A big issue is that SSPs are “allowing any site owner to show up and sell ads, enabling bad actors like the ad thieves or fraudulent sites,” said Oscar Garza, SVP of media activation at GroupM agency Essence. Garza said he hasn’t seen the creative theft problem crop up for his clients yet, but he’s going to double check and stay vigilant now that it’s on the radar.
But demand-side platforms are the most vulnerable as a point of entry, according to Reinmiller, because if fraudsters can get a seat, they can set themselves up as a seemingly genuine entity.
Unfortunately for the supply side, that makes it the de facto last defense for publishers if bad creative is able to ooze its way past the DSP and into the ecosystem.
When supply partners get infected with malware, that immediately hurts publishers because one, a whole segment of their inventory can be driven by bots, and two, they lose out on revenue.
If advertisers start to get hotter under the collar about this, though, DSPs might be even more incentivized to scrutinize their partners, Reinmiller said. Changes happen when feet are held to the fire.

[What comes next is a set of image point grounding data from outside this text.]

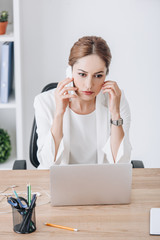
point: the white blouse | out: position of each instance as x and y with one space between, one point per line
45 107
83 148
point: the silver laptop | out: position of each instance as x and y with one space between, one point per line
90 184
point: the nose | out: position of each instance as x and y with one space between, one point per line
88 82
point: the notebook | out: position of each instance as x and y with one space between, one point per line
155 221
90 184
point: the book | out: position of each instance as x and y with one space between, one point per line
6 71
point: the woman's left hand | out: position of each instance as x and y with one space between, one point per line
114 92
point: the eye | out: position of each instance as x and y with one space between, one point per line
82 74
98 75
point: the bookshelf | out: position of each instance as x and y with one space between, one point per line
11 112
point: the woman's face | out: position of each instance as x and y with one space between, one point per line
89 74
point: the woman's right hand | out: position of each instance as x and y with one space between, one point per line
62 96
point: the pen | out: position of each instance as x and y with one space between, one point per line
29 194
18 199
62 227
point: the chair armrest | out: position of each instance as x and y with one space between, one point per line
19 165
137 164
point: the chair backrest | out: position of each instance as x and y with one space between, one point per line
33 140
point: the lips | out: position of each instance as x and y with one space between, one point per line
87 92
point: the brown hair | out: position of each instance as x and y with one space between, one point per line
90 45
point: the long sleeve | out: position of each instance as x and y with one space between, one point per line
44 113
124 150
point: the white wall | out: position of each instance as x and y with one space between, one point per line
131 28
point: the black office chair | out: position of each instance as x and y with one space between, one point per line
21 164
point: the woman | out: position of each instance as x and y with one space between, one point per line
86 119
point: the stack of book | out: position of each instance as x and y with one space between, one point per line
6 71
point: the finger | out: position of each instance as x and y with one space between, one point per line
110 91
68 96
63 83
109 87
112 83
66 89
112 86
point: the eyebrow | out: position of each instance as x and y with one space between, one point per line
94 73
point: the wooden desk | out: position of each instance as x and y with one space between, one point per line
112 222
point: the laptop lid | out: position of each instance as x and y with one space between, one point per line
90 184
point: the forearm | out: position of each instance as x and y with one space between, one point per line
117 135
57 131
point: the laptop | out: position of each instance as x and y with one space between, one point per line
90 184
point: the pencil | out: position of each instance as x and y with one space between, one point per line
62 227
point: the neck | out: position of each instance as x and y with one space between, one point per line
80 106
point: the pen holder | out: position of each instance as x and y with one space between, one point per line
24 220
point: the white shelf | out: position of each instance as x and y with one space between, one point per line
11 103
11 112
9 36
8 164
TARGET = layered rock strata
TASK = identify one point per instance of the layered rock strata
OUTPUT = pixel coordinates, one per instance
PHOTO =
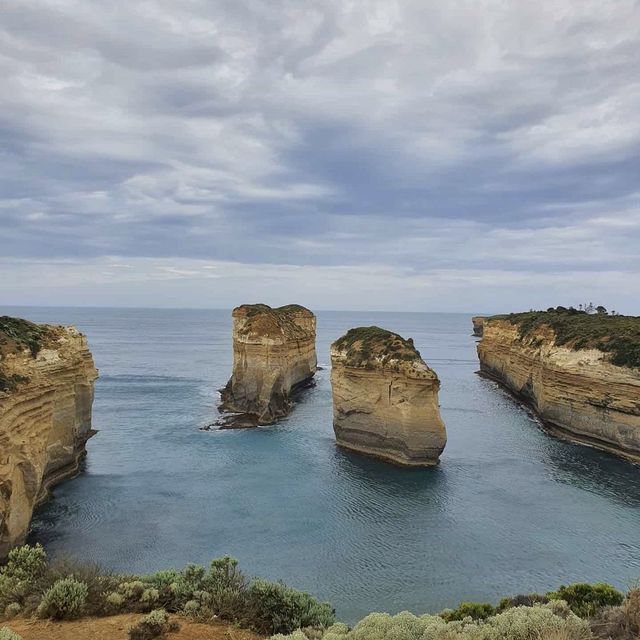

“Malware used to be distributed through creative that no one one cared about, but now that brands are starting to be victimized, there should be more pressure on the DSPs,” she said. “When brands care about something, the DSPs also have to care, and hopefully brands are going to start holding their DSPs accountable.”
The solution?
But is it fair to ask advertisers to monitor for yet even more shenanigans? Google isn’t expected to respond when people send out phishing emails pretending to come from Google, Heimlich said.
But digital marketers do need to be alarmed, he said. Performance display represents a lot of dollars and it’s all centered on getting people to click and buy – yet maybe that’s actually part of the problem.
Click-based strategies don’t work, Heimlich said, whose research into the matter suggests that traffic coming from people who click on ads is not incremental.
“The click-based ecosystem makes sense for search, but display should be closer to a branding mindset,” Heimlich said. “This is just another reason there is a low-quality ad environment.”